Upsets in pivotal fights in the UFC can undeniably exhilarate drones of fans—particularly those who revel in the possibility of watching stars like Anderson Silva and Georges St-Pierre fail.
Many of these fans harbor jealousy, contention and, in some cases, hatred toward the UFC's most dominant and prolific kingpins.
In plenty of instances, however, fans simply grow tired of what they perceive as monotony in watching a particular fighter defend a UFC belt for years on end, regardless of how much entertainment that fighter generates.
This push for a proverbial changing of the guard will surely be on display in the two cases of Silva vs. Chris Weidman at UFC 162 and Johny Hendricks vs. St-Pierre at a venue to be announced.
Silva has been deemed a 3.05-to-1 favorite (-305), according to Bovada.com. St-Pierre, on the contrary, has been tabbed a 2.25-to-1 favorite (-225), according to Sportsbook.com.
Do the majority of UFC fans want to see Anderson Silva and Georges St-Pierre get dethroned?
But in the case that Weidman and Hendricks each pull off upsets, how much would it change the UFC's infrastructure?
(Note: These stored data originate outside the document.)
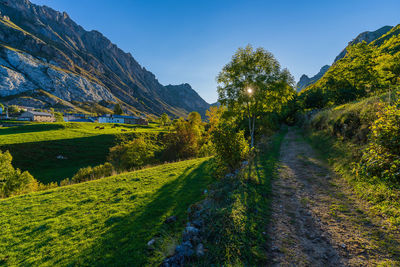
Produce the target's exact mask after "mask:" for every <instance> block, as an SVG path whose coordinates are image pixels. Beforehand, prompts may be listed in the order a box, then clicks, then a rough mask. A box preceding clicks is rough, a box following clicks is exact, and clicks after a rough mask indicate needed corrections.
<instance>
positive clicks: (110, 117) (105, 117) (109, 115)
mask: <svg viewBox="0 0 400 267" xmlns="http://www.w3.org/2000/svg"><path fill="white" fill-rule="evenodd" d="M99 123H125V118H124V116H121V115H110V114H107V115H103V116H100V117H99Z"/></svg>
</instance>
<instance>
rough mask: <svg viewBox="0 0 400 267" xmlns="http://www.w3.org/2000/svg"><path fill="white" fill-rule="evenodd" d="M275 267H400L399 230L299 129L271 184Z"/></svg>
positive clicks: (399, 235)
mask: <svg viewBox="0 0 400 267" xmlns="http://www.w3.org/2000/svg"><path fill="white" fill-rule="evenodd" d="M272 192H273V196H272V199H273V200H272V205H271V208H272V215H271V222H270V225H269V227H268V236H269V244H268V247H269V251H268V259H269V260H268V261H269V263H270V264H269V265H271V266H281V265H282V266H289V265H290V266H293V265H295V266H324V265H325V266H376V265H379V266H380V265H382V266H399V265H400V233H399V232H398V231H397V230H396V229H393V228H390V227H389V226H388V225H386V224H385V223H384V221H383V220H382V219H381V218H379V217H378V216H370V215H368V206H367V204H366V203H364V202H362V201H360V200H359V199H358V198H357V197H356V196H355V194H353V193H352V191H351V188H350V186H349V185H348V184H347V183H346V182H345V181H344V179H343V178H341V177H339V176H337V175H335V174H334V173H333V172H331V171H330V170H329V168H328V167H327V166H326V165H325V164H324V163H323V162H322V161H321V160H319V159H318V157H317V154H316V153H315V151H313V149H312V148H311V146H310V145H308V144H307V143H306V142H305V141H304V139H303V138H302V136H301V135H300V134H299V133H298V132H297V130H296V129H294V128H290V129H289V131H288V133H287V135H286V136H285V138H284V141H283V144H282V147H281V153H280V166H279V175H278V177H277V179H275V180H274V181H273V183H272Z"/></svg>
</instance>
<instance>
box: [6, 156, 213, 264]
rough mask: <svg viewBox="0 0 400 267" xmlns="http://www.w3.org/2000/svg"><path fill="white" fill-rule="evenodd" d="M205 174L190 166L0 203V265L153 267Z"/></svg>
mask: <svg viewBox="0 0 400 267" xmlns="http://www.w3.org/2000/svg"><path fill="white" fill-rule="evenodd" d="M211 174H212V164H211V161H210V160H209V159H207V158H204V159H195V160H188V161H182V162H178V163H171V164H165V165H162V166H158V167H154V168H149V169H145V170H141V171H136V172H131V173H126V174H122V175H118V176H113V177H109V178H103V179H100V180H97V181H92V182H87V183H83V184H77V185H73V186H66V187H61V188H57V189H53V190H49V191H43V192H37V193H32V194H28V195H23V196H18V197H13V198H10V199H6V200H0V265H7V266H17V265H19V266H21V265H23V266H56V265H57V266H74V265H79V266H82V265H84V266H93V265H96V266H143V265H145V264H149V265H151V266H155V265H158V264H159V263H160V261H161V260H162V258H163V257H164V256H165V255H166V254H168V253H170V252H171V251H169V248H170V247H169V245H170V246H171V247H172V249H173V243H174V242H175V241H176V240H178V239H179V232H181V228H182V225H183V224H184V223H185V220H186V210H187V209H188V207H189V206H190V205H191V204H192V203H194V202H196V201H198V200H200V199H201V195H202V192H203V191H204V189H205V188H206V187H207V185H208V184H209V183H210V182H211V180H212V178H211ZM171 215H175V216H177V221H176V222H175V223H173V224H164V220H165V219H166V218H167V217H169V216H171ZM153 237H157V238H156V243H155V247H156V250H154V251H150V250H148V249H147V242H148V241H150V240H151V239H152V238H153Z"/></svg>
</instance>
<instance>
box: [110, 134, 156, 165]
mask: <svg viewBox="0 0 400 267" xmlns="http://www.w3.org/2000/svg"><path fill="white" fill-rule="evenodd" d="M158 151H159V147H158V146H157V145H155V144H154V143H153V142H151V140H147V139H144V138H143V137H140V138H137V139H135V140H132V141H129V142H127V143H121V144H119V145H116V146H114V147H112V148H111V149H110V154H109V157H108V159H109V161H110V162H111V163H112V164H113V165H114V166H115V167H116V168H117V169H119V170H129V169H132V168H136V167H141V166H144V165H146V164H154V163H156V162H157V160H156V157H155V154H156V153H157V152H158Z"/></svg>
More specifically, will their wins give each division a shot in the arm while temporarily eliminating the idea of superfights between guys like Silva and Jon Jones or Silva and St-Pierre?
The soon-to-be 38-year-old Silva has defended the middleweight belt a UFC-record 10 consecutive times while the 31-year-old St-Pierre, who's already defended the welterweight strap a divisional-record eight straight times, appears poised to shatter all of The Spider's records.
Assuming that Silva and St-Pierre each follow through with the oddsmakers' predictions and dispose of Weidman and Hendricks, then how many fresh title matches will remain at 170 and 185?
Silva has already trumped the UFC's No. 2- and No. 3-ranked middleweights, Vitor Belfort and Yushin Okami, respectively.
St-Pierre, meanwhile, already holds wins over three of the UFC's top-ranked 170-pounders. "GSP" also remains adamant that fighting the UFC's third-ranked welterweight and Tristar Gym teammate Rory MacDonald is out of the question.
Hendricks has beaten a trio of top-10 welterweights, including second-ranked Carlos Condit and seventh-ranked Martin Kampmann. But Weidman, on the other hand, has topped just one UFC-ranked middleweight, seventh-ranked Mark Munoz.
Since fans constantly yearn to witness change and drama in every division, there's no doubt that the bulk of the MMA world will be pulling for Weidman and Hendricks to dethrone Silva and St-Pierre.
The problem for "The All-American" and "Bigg Rigg" is that Silva and St-Pierre don't intend to allow any change or drama to ensue in their respective weight classes. Truth be told, The Spider and GSP plan to keep business running as usual until they each decide to retire on top.